Prostatectomy vs Radiation

3–5 minutes

Early stage/low-intermediate risk cancer

The ProtecT trial randomized 1643 men with mostly low risk prostate cancer (but did include 24% intermediate risk and 10% high risk) to either active surveillance, prostatectomy, or conventional 3-D conformal radiation over eight weeks with six months of testosterone suppression.

Within two years, one out of every five men in the active surveillance group had radical treatment with either surgery or radiation. Within 10 years, nearly two out of every three men received radical treatment.

Interestingly, about 1/3 of patients that had surgery were found to have more advanced disease than initially thought, either with extension outside of the prostate or with higher grade cancer on final analysis.

After 15 years of follow up, only 3% of men died from prostate cancer, with no difference in which group they were assigned to. Surgery and radiation had the same cure rate in the prostate locally (90%) and in preventing spread to other parts of the body (5% risk). The risk of cancer spreading to other parts of the body increased slightly in men who waited to have radical treatment in the active surveillance arm.

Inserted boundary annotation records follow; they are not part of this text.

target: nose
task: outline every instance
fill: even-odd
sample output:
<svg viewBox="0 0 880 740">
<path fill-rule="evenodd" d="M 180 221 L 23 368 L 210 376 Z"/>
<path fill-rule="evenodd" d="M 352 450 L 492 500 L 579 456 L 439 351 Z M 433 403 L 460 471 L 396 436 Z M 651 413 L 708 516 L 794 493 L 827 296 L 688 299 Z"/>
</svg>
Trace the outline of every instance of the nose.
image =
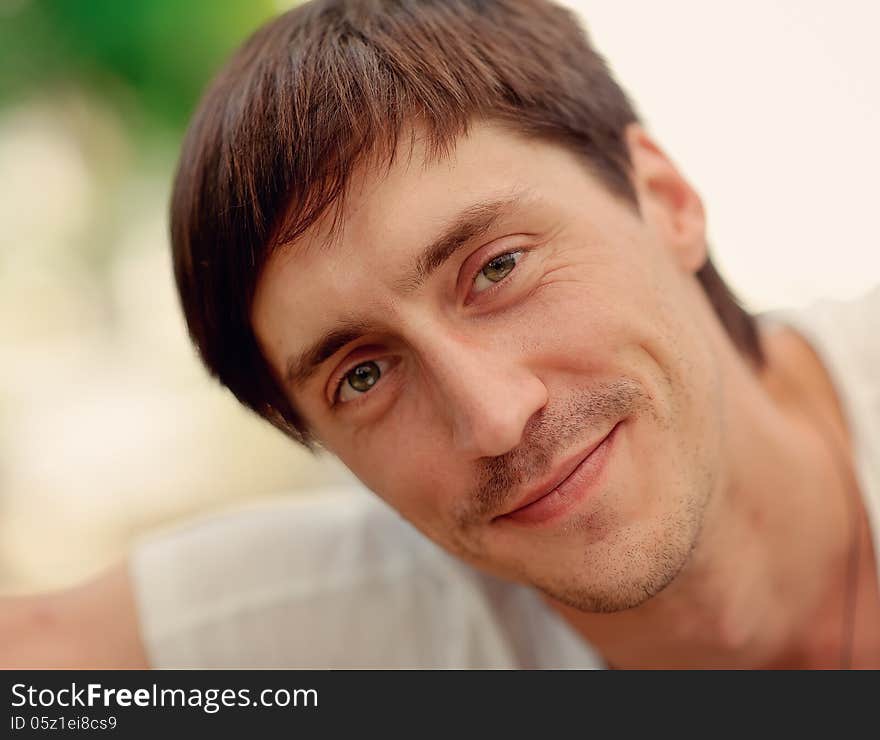
<svg viewBox="0 0 880 740">
<path fill-rule="evenodd" d="M 423 353 L 423 365 L 454 449 L 469 458 L 509 452 L 547 403 L 543 381 L 510 344 L 438 334 Z"/>
</svg>

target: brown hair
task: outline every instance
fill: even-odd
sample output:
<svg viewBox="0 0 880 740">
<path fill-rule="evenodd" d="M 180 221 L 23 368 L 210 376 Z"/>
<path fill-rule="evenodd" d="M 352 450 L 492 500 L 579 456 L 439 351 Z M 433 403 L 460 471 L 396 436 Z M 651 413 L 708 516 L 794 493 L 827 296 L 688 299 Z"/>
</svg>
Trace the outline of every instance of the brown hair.
<svg viewBox="0 0 880 740">
<path fill-rule="evenodd" d="M 546 0 L 313 0 L 259 29 L 205 93 L 171 202 L 189 333 L 212 375 L 307 448 L 251 327 L 261 269 L 338 207 L 356 164 L 393 155 L 405 124 L 442 156 L 478 116 L 566 145 L 638 212 L 624 139 L 638 115 L 574 15 Z M 698 278 L 760 366 L 753 318 L 711 261 Z"/>
</svg>

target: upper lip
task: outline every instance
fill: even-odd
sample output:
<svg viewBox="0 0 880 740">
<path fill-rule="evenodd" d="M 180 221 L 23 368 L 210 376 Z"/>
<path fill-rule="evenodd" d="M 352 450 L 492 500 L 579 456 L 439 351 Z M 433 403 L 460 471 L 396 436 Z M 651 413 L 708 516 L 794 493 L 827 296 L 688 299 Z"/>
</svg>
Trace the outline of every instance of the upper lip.
<svg viewBox="0 0 880 740">
<path fill-rule="evenodd" d="M 614 431 L 614 427 L 617 425 L 613 425 L 604 435 L 602 435 L 598 440 L 593 442 L 588 447 L 581 449 L 570 457 L 565 458 L 559 465 L 557 465 L 553 471 L 540 483 L 529 488 L 522 492 L 522 494 L 518 497 L 516 504 L 512 506 L 510 509 L 505 511 L 503 514 L 499 514 L 498 516 L 507 516 L 508 514 L 512 514 L 519 509 L 522 509 L 529 504 L 535 503 L 538 499 L 544 498 L 547 494 L 556 490 L 559 486 L 561 486 L 565 480 L 577 469 L 578 465 L 580 465 L 584 460 L 586 460 L 590 455 L 593 454 L 593 451 L 605 441 L 606 437 L 608 437 L 611 432 Z M 498 518 L 498 517 L 496 517 Z"/>
</svg>

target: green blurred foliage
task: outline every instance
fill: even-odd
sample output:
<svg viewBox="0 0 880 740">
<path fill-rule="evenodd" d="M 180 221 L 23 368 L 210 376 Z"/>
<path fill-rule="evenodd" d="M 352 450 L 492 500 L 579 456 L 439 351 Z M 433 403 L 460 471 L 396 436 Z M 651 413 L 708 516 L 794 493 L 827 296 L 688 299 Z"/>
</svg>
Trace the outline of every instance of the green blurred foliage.
<svg viewBox="0 0 880 740">
<path fill-rule="evenodd" d="M 118 106 L 133 133 L 180 130 L 277 12 L 271 0 L 0 0 L 0 105 L 73 85 Z"/>
</svg>

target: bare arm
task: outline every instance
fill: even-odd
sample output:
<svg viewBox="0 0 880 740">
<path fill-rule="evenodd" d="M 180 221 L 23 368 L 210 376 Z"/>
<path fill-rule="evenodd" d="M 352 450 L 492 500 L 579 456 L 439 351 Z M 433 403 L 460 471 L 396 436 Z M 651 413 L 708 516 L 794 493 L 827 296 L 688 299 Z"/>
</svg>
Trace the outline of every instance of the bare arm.
<svg viewBox="0 0 880 740">
<path fill-rule="evenodd" d="M 61 591 L 0 598 L 0 668 L 149 668 L 125 561 Z"/>
</svg>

Patient reported and functional quality of life differed based on treatment. Prostatectomy patients were more likely to have chronic urinary leakage and immediate erectile dysfunction from nerve damage compared to patients that receive radiation. Radiation increased the risk of prostate scarring around the urethra causing some obstruction, leading to waking up more times at night to urinate. Erectile dysfunction from radiation was more gradual, affecting about 70% of men after seven years and can be seen as acceleration of the normal process as men age. There was also increased rectal bleeding in the radiation group. Surgeons will say that surgical techniques have improved, and I can confidently say that radiation technology has improved since the time of the study, so the rate of side effects is likely less in both groups. However, this is the only large randomized study directly comparing surgery to radiation versus active monitoring and results have been quite revealing.

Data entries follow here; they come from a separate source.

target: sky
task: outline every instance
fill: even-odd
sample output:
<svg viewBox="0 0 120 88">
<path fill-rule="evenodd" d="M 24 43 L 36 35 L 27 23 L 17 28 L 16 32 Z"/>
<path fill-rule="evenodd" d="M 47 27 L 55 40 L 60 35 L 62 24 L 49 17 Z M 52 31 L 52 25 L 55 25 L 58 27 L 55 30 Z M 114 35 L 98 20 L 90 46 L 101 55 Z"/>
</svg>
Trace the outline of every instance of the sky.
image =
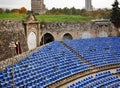
<svg viewBox="0 0 120 88">
<path fill-rule="evenodd" d="M 92 0 L 94 8 L 112 8 L 112 4 L 115 0 Z M 118 0 L 120 3 L 120 0 Z M 85 0 L 44 0 L 47 9 L 53 7 L 64 8 L 64 7 L 75 7 L 82 9 L 85 7 Z M 31 10 L 31 0 L 0 0 L 0 8 L 21 8 L 25 7 Z"/>
</svg>

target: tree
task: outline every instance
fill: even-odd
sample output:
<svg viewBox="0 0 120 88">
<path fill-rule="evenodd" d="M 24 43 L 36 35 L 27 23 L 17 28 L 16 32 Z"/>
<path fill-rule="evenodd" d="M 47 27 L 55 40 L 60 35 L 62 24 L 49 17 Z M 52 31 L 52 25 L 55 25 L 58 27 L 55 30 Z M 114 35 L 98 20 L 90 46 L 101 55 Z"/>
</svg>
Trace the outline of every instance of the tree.
<svg viewBox="0 0 120 88">
<path fill-rule="evenodd" d="M 112 5 L 112 12 L 111 12 L 111 21 L 120 21 L 120 8 L 119 2 L 115 0 L 114 4 Z"/>
<path fill-rule="evenodd" d="M 20 14 L 26 14 L 27 13 L 27 9 L 25 7 L 22 7 L 20 9 Z"/>
<path fill-rule="evenodd" d="M 4 12 L 4 9 L 3 8 L 0 8 L 0 13 L 3 13 Z"/>
<path fill-rule="evenodd" d="M 119 2 L 115 0 L 114 4 L 112 5 L 112 13 L 110 20 L 114 24 L 116 28 L 120 27 L 120 8 L 119 8 Z"/>
</svg>

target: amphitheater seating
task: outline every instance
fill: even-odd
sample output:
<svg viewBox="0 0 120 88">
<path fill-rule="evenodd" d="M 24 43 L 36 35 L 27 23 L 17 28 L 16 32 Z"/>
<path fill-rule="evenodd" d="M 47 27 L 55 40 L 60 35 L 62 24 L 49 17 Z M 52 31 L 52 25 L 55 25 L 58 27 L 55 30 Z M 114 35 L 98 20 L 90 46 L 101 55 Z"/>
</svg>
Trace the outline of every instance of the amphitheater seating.
<svg viewBox="0 0 120 88">
<path fill-rule="evenodd" d="M 120 38 L 93 38 L 65 41 L 96 67 L 120 63 Z"/>
<path fill-rule="evenodd" d="M 90 69 L 60 42 L 53 42 L 14 66 L 16 87 L 42 88 Z M 2 88 L 12 87 L 12 66 L 0 73 Z"/>
<path fill-rule="evenodd" d="M 97 74 L 95 78 L 93 76 L 80 80 L 68 88 L 119 88 L 120 78 L 114 75 L 110 71 Z"/>
<path fill-rule="evenodd" d="M 116 72 L 117 72 L 117 73 L 120 73 L 120 68 L 116 69 Z"/>
<path fill-rule="evenodd" d="M 79 39 L 65 41 L 65 43 L 96 67 L 120 63 L 120 38 Z M 90 69 L 92 69 L 91 66 L 62 43 L 55 41 L 19 64 L 15 64 L 14 81 L 18 88 L 44 88 Z M 12 88 L 12 66 L 9 66 L 4 72 L 0 72 L 0 86 Z"/>
</svg>

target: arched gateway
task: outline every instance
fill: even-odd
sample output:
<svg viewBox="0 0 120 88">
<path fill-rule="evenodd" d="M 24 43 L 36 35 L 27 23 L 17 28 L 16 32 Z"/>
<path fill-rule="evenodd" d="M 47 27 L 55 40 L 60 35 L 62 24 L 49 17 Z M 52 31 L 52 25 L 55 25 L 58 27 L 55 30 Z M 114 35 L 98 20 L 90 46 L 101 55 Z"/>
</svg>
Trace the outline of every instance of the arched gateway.
<svg viewBox="0 0 120 88">
<path fill-rule="evenodd" d="M 54 41 L 54 37 L 52 34 L 50 33 L 46 33 L 43 35 L 42 39 L 41 39 L 41 42 L 40 42 L 40 45 L 43 45 L 43 44 L 46 44 L 46 43 L 49 43 L 49 42 L 52 42 Z"/>
<path fill-rule="evenodd" d="M 28 48 L 29 50 L 37 47 L 37 38 L 34 32 L 30 32 L 28 35 Z"/>
<path fill-rule="evenodd" d="M 69 34 L 69 33 L 66 33 L 66 34 L 64 34 L 64 36 L 63 36 L 63 40 L 72 40 L 72 39 L 73 39 L 73 37 L 72 37 L 72 35 Z"/>
</svg>

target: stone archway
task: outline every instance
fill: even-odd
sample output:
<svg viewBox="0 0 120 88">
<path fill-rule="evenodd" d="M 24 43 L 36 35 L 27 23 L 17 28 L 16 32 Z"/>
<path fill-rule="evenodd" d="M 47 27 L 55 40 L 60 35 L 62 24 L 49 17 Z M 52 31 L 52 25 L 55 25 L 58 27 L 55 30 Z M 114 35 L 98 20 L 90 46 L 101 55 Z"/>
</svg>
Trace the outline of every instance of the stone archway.
<svg viewBox="0 0 120 88">
<path fill-rule="evenodd" d="M 29 50 L 35 49 L 37 47 L 37 38 L 34 32 L 30 32 L 27 42 Z"/>
<path fill-rule="evenodd" d="M 73 37 L 69 33 L 66 33 L 66 34 L 63 35 L 63 40 L 72 40 L 72 39 L 73 39 Z"/>
<path fill-rule="evenodd" d="M 107 34 L 107 32 L 102 31 L 99 33 L 99 37 L 108 37 L 108 34 Z"/>
<path fill-rule="evenodd" d="M 54 40 L 55 40 L 55 39 L 54 39 L 54 37 L 53 37 L 52 34 L 46 33 L 46 34 L 44 34 L 44 35 L 42 36 L 40 45 L 43 45 L 43 44 L 46 44 L 46 43 L 50 43 L 50 42 L 52 42 L 52 41 L 54 41 Z"/>
<path fill-rule="evenodd" d="M 90 32 L 88 32 L 88 31 L 83 32 L 83 34 L 82 34 L 82 38 L 91 38 L 91 34 L 90 34 Z"/>
</svg>

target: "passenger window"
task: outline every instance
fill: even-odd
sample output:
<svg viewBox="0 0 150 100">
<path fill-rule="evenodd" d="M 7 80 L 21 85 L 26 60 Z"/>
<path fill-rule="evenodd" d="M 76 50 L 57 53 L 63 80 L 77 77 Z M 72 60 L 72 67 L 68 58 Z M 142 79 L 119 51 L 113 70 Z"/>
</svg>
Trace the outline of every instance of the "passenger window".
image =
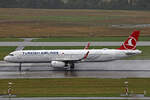
<svg viewBox="0 0 150 100">
<path fill-rule="evenodd" d="M 14 56 L 13 54 L 9 54 L 9 56 Z"/>
</svg>

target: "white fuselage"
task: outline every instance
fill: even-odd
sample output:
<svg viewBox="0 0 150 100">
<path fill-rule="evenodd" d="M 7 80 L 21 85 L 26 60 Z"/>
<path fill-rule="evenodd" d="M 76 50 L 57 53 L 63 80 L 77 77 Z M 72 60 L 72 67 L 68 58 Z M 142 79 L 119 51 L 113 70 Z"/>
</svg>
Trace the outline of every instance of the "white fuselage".
<svg viewBox="0 0 150 100">
<path fill-rule="evenodd" d="M 86 59 L 82 59 L 89 51 Z M 140 54 L 140 50 L 91 49 L 91 50 L 21 50 L 14 51 L 4 58 L 7 62 L 42 63 L 51 61 L 101 62 L 111 61 Z"/>
</svg>

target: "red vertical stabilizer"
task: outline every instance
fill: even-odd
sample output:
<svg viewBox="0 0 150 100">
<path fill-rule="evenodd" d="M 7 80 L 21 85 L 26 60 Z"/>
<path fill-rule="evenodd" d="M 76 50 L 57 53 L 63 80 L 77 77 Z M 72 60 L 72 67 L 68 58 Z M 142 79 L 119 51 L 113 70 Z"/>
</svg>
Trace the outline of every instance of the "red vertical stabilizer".
<svg viewBox="0 0 150 100">
<path fill-rule="evenodd" d="M 140 31 L 134 31 L 128 39 L 121 45 L 119 50 L 135 50 Z"/>
</svg>

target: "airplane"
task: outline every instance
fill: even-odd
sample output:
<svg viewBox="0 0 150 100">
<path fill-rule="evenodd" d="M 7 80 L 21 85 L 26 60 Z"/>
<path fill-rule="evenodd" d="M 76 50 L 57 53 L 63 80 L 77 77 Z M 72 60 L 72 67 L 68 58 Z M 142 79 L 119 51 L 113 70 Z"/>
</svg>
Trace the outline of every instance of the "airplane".
<svg viewBox="0 0 150 100">
<path fill-rule="evenodd" d="M 19 63 L 19 71 L 22 63 L 50 63 L 54 68 L 73 70 L 79 62 L 112 61 L 141 54 L 142 51 L 136 49 L 139 34 L 140 31 L 133 31 L 117 49 L 88 49 L 88 43 L 84 49 L 77 50 L 19 50 L 4 57 L 4 61 Z"/>
</svg>

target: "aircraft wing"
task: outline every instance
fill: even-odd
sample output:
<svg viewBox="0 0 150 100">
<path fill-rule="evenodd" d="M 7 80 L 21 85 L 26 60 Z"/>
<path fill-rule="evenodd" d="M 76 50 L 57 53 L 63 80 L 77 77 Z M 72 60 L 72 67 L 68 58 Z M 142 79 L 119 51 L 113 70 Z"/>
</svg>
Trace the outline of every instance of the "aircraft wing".
<svg viewBox="0 0 150 100">
<path fill-rule="evenodd" d="M 65 57 L 56 57 L 56 61 L 64 61 L 64 62 L 79 62 L 85 60 L 89 55 L 89 51 L 83 55 L 66 55 Z"/>
</svg>

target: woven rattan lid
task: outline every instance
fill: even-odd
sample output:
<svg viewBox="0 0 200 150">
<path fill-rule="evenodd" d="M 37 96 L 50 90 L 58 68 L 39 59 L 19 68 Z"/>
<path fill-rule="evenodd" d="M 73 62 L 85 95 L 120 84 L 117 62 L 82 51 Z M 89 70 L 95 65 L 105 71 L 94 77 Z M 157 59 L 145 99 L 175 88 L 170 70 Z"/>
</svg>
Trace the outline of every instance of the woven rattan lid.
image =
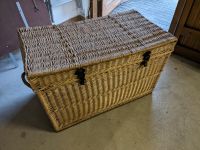
<svg viewBox="0 0 200 150">
<path fill-rule="evenodd" d="M 176 41 L 136 11 L 57 26 L 19 29 L 25 72 L 78 68 Z"/>
</svg>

Intermediate/High risk prostate cancer

Here the discussion becomes even more interesting. There are no direct randomized comparisons of surgery versus radiation in patients with high grade disease, but surgeons argue that radiation can be given after surgery while they rarely operate after radiation. Surgery is essentially the same for low risk vs high risk prostate cancer, so the side effects are well-documented. Radiation for high risk disease is combined with two years of testosterone suppression, which increases side effects of hot flashes, fatigue, mood swings, and decreased libido. Radiation oncologists used to argue that all high risk patients would end up needing radiation and testosterone suppression after surgery (compounding side effects), but recent randomized trials may suggest otherwise.

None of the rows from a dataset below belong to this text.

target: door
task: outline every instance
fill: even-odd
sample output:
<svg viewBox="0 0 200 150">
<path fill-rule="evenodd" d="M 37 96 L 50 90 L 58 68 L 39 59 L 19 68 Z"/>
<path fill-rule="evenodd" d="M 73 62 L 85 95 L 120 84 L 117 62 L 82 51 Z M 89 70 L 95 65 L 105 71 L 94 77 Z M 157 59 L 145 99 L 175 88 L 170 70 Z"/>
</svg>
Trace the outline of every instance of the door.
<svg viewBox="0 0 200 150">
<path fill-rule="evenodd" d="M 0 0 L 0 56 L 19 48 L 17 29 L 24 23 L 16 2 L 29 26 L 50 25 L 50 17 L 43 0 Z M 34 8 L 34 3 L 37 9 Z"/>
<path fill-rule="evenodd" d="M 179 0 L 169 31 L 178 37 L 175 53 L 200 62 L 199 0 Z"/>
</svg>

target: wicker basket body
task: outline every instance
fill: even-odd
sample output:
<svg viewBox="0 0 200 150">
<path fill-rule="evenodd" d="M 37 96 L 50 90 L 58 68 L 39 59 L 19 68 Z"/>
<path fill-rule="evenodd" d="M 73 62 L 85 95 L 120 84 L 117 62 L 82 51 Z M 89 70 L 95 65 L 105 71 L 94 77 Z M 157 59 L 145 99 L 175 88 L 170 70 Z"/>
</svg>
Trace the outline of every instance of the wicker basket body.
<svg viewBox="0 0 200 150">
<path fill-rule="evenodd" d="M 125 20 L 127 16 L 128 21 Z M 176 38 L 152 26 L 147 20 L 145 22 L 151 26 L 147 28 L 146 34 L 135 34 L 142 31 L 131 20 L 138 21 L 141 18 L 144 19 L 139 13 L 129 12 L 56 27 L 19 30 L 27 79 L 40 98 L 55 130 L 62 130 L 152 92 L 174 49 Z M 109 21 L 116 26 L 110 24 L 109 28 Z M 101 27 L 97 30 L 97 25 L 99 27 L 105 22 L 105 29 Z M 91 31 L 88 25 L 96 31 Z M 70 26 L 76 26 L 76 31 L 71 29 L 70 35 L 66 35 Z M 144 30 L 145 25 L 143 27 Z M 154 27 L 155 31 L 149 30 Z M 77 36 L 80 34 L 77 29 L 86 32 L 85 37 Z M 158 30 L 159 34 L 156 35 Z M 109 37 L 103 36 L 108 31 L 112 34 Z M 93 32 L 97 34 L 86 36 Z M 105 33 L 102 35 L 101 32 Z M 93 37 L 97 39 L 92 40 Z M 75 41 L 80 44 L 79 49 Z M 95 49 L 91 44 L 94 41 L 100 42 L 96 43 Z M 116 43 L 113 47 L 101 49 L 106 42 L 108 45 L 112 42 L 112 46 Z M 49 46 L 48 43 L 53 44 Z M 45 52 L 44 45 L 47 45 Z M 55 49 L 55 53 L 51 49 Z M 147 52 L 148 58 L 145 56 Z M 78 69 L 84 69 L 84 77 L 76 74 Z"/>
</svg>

The RADICALS-RT trial was recently published with 8 years of follow up. The trial randomized patients with mostly intermediate (55%) and high risk (37%) prostate cancer treated with prostatectomy and undetectable post-operative PSA to receive radiation to the prostate bed either within 6 months of surgery versus only if the PSA became detectable (>0.1). About a quarter of patients in each group also received testosterone suppression with radiation. As the figure below shows, 39% of patients eventually needed salvage radiation. I’d be curious to know if most of them were the high risk patients.

The results go on to show no difference in PSA failure after radiation (25% after 10 years), rates of distant spread (about 5% after 10 years), or death (8% after 10 years).

So what to make of this? Surgery alone cures about 60% of patients with intermediate-high risk prostate cancer. As long as PSA becomes undetectable after surgery, patients can wait (and often should to recover!) without any penalty. As other trials mature, we can eventually look specifically at the high risk patients separately from the intermediate risk patients. Maybe there is a subset of very high risk patients that benefit from triple therapy (surgery + radiation + testosterone suppression) compared to just radiation + testosterone suppression. Then again, maybe not. Patients selected for surgery tend to be younger and more fit so indirect comparisons on survival are unfair. It will take a randomized trial to decide.

In my next post, I’ll look at how modern radiation technology is enabling shorter and more convenient treatments. I think prostatectomy and modern radiation have excellent results with different side effect profiles for low and intermediate risk prostate cancer patients. The jury is still out in the high risk population, and patient preferences should always be considered. Thus, every prostate cancer patient should meet with both a surgeon and radiation oncologist to make the best treatment decision for him.